Despite their great potential, there remain several challenges that these assays must solve to deliver accessible and reliable clinical adoption for the large population, including the low fraction of ctDNA in the blood of early-stage cancer patients, the heterogeneity of ctDNA signatures from diverse cancer types, subtypes and stages (Moser et al., 2023), and the high sequencing depth required. To address these challenges, recent studies have focused on multi-analyte approach - combining genomic and nongenomic features such as methylomics and fragmentomics to increase the detection of ctDNA and accuracy for tissue of origin (TOO) identification (Moser et al., 2023; Im et al., 2021; Zhou et al., 2022b). Advances in multimodal analysis approaches have led to the development of powerful screening tests that enable high sensitivity and cost-effectiveness. For example, CancerSEEK uses a combined approach of protein biomarkers and genetic alterations to detect and locate the presence of eight types of cancers (Cohen et al., 2018). In this assay, cancer-associated serum proteins play a complementary role in tumor localization as cfDNA mutations are not tissue specific. However, detecting both protein and genetic biomarkers are time-consuming and costly. Thus, the development of future MCED tests should endeavor to deliver a screening approach with high sensitivity, specificity, and TOO identification at cost-effective price to provide better clinical outcomes and treatment opportunities for all cancer patients.
In an effort to address the challenges of early cancer detection, we have developed a multimodal approach called SPOT-MAS (screening for the presence of tumor by DNA methylation and size). This assay was previously applied to cohorts of colorectal (Nguyen et al., 2022a) and breast cancer patients (Pham et al., 2023) and demonstrated ability for early detection of these cancers at high sensitivity across different cancer stages and patient age groups. In this study, we aimed to expand our multimodal approach, SPOT-MAS, to comprehensively analyze methylomics, fragmentomics, DNA copy number, and end motifs (EMs) of cfDNA and evaluate its utility to simultaneously detecting and locating cancer from a single screening test.
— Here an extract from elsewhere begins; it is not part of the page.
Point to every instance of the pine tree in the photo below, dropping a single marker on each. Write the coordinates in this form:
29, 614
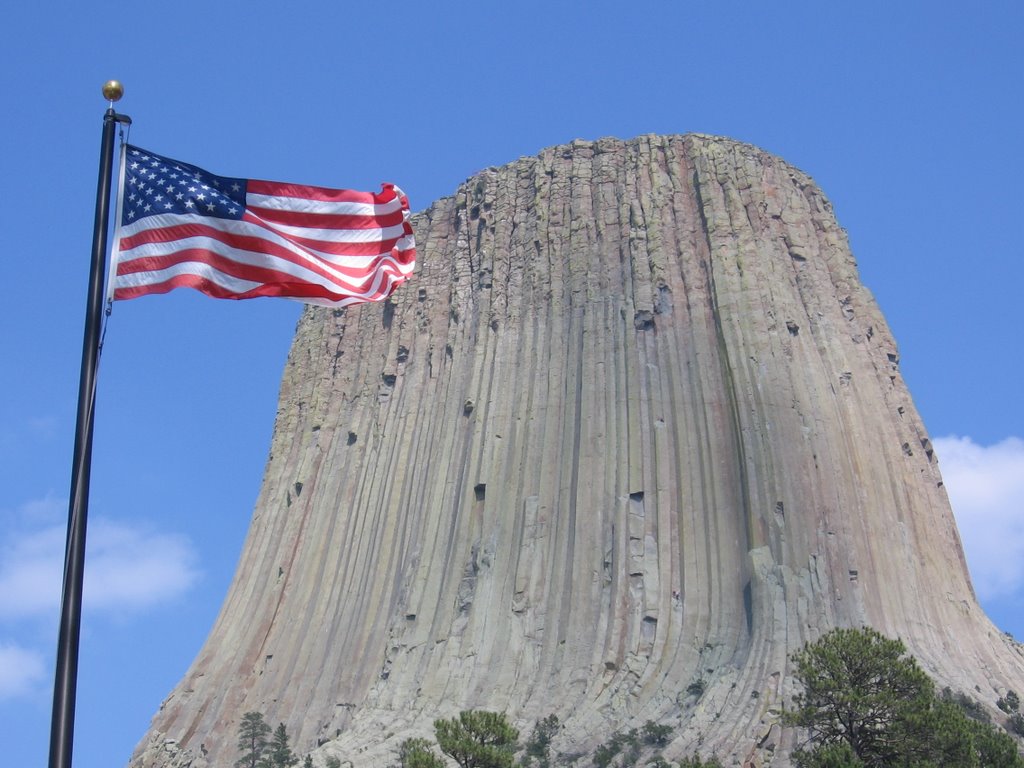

As proof of concept, we used 2288 participants, including 738 non-metastatic patients and 1550 healthy controls, to train and fully validate this approach on five commonly diagnosed cancers, including breast, gastric, lung, colorectal, and liver cancer. Our findings demonstrate that the multimodal approach of SPOT-MAS enables profiling of multiple ctDNA signatures across the entire genome at low sequencing depth to detect five different cancer types in their early stages. Beyond detecting the presence of cancer signals, our assay was able to predict the tumor location, which is important for clinicians to fast-track the follow-up diagnostic and guide necessary treatment. Thus, SPOT-MAS has the potential to become a universal, simple, and cost-effective approach for early multi-cancer detection in a large population.